Long evenings make for plenty of time to socialise with fellow tourists and the friendly hotel and Orca Centre staff, many of whom come back each winter to work the orca season. Per Westengen, whose brother-in-law owns the centre, is a self-confessed fishing nut with an easygoing manner and a talent for storytelling.

He says there is a very friendly relationship between Tysfjord fishermen and the orcas. “There was this local who cast a net across a small bay and saw that he had trapped a big male orca in with the fish. He doesn’t want to lose the fish so he opens one corner of the net just to let the whale out, but the orca is quite happy there and doesn’t want to leave. In the end the rest of the pod came in through the opening and ended up eating all the man’s fish!”

Per’s enthusiasm for all things fishing is seriously contagious. So much so that the next day I find myself back at sea fumbling with various silicone bait, razor sharp hooks and a rapidly tangling 160- foot fishing line. “It is impossible for you to come back with nothing. You will catch something for sure” says my guide with absolute confidence as he takes us to a part of the fjord where the only sign of human activity is occasional chocolate-box house perched on a precipitous cliff.

After a while the sonar screen indicated a good depth, and Per gave the go-ahead to drop our lines. This is one of the shallower parts of the fjord, but my line just kept unwinding until I wondered whether it would ever reach the bottom.

It takes approximately five seconds for the first fish to bite, a 3-foot long Ling Cod, with extremely tough skin like an eel’s.
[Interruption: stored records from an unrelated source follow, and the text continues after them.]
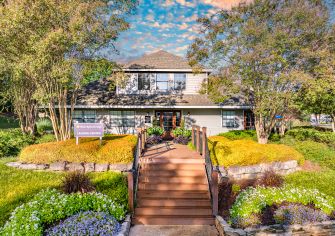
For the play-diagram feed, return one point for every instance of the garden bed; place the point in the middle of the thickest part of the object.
(115, 149)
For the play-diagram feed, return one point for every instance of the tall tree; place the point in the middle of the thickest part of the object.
(260, 50)
(51, 43)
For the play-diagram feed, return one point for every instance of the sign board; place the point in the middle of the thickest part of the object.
(147, 119)
(88, 130)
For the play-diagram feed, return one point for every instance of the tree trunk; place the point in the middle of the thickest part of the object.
(262, 134)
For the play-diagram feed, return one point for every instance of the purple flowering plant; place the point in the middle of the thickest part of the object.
(86, 223)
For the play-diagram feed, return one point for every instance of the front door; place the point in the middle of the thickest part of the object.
(168, 120)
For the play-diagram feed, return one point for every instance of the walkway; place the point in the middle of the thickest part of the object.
(172, 189)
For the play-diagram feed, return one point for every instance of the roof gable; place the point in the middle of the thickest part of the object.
(159, 60)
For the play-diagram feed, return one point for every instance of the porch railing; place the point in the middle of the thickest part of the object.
(134, 172)
(200, 141)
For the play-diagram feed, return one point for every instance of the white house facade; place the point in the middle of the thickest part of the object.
(163, 90)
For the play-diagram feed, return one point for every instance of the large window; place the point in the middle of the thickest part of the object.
(229, 119)
(124, 119)
(162, 81)
(143, 81)
(84, 116)
(179, 81)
The tuna-like coalfish I catch a few minutes later is about half its size but much prettier, with a lovely bluish sheen. After moving around a few more times we also start to catch a Mackerel-type fish called Sei by the dozen, each measuring at least 12 inches.
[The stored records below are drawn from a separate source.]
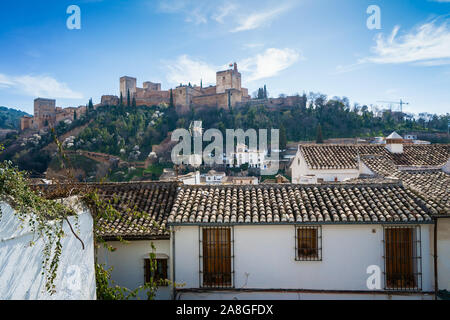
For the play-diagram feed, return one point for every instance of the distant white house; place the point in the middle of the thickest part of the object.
(213, 177)
(255, 158)
(21, 263)
(319, 163)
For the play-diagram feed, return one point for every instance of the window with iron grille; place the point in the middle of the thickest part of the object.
(159, 273)
(308, 243)
(402, 258)
(216, 257)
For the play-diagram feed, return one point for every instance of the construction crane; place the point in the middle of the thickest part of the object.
(401, 104)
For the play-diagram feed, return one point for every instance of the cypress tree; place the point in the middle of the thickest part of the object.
(319, 137)
(171, 105)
The abundance of fish meant there was plenty to attract the sea eagles, and we fed them about a third of our catch. Per said that I’d be eating so much fish I would end up growing gills.

Life in Norway has always been sustained by its waters, and the Norwegian bond with the sea seems to rub off on tourists too. After my visit to the Viking country, I haven’t quite grown gills, but I do look at the sea in a whole new light.